Bu kolay soru karşısında rahatlamış olarak yanıt veriyor Nurhayat Altaca:
“Tabi kine de genel başkanımız sayın Kemal Kılıçdaroğlu!..”
“Sınavı geçtiniz” diyorum, “artık kendinizi ilk beşin arasında görebilirsiniz!..”
-Valla mı?
“Valla ama sizi gizli kameraya aldık. Şu tarafa doğru el sallayabilirsiniz!..”
Epey bir süre etrafta kamera aranıyor şaşkın bir halde Avukat Nurhayat Altaca.
Sonra uzaktan bizi gözleyip kıkır kıkır gülen Can’a işaret ediyorum “artık gel” diye. “Şaka yaptığımızı, kendisini işlettiğimizi” anlatıyoruz. Bozulmuyor, olgun insanmış doğrusu. Ona da kahve söylüyoruz kendimizi affettirebilmek için ve politikada nelerin yapılıp, nelerin yapılmaması konusunda uzun bir öneri listesi sıralıyoruz kendisine.
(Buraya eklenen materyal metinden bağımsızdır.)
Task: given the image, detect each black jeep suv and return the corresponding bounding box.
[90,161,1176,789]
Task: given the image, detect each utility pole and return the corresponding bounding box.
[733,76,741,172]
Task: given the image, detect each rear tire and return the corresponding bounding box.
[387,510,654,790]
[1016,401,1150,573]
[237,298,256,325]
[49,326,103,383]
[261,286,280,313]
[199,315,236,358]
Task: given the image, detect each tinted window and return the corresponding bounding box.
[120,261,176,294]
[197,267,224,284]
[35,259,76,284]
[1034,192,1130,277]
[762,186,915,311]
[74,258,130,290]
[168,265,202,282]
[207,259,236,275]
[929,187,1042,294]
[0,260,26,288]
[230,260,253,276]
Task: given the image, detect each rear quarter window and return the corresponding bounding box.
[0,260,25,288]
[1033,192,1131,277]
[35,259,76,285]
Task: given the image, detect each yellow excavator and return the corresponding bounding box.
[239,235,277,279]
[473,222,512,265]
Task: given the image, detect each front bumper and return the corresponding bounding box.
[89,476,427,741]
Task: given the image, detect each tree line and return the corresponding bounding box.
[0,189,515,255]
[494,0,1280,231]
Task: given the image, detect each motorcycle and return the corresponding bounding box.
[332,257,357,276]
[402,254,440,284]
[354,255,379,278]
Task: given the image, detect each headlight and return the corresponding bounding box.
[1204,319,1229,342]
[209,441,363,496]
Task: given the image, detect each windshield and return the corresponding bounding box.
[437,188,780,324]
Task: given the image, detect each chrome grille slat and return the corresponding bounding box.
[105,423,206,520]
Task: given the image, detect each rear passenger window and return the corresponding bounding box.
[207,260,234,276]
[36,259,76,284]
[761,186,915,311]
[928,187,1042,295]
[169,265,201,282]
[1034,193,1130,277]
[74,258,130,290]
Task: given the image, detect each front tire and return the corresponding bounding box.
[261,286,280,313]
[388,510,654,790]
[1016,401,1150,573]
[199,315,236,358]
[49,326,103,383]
Bırakın geçen dönem aday olan birkaç tane kerli ferli avukatın CHP’nin Bursa milletvekili listesine girebilmeyi başarmasını, baro başkanının bile esamesinin okunmadığı o seçimde Altaca ne yapıp ne edip 8’nci sıraya yerleşmeyi başarıyor.
Sekiz rakamını yana doğru yatırırsanız eğer karşınıza sonsuzluk işareti çıkar.
Nurhayat Altaca şimdi geleneksel olarak yine aday. Ucun ucun giderek sırasını daha da iyileştirmek peşinde.
Can Ertan mı?
Can hala kızıyor, hala da söylenip duruyor bayramdan bayrama uğrayıp fotoğraf veren, sonra da ilk seçimde aday olan kadın ve de erkek milletine.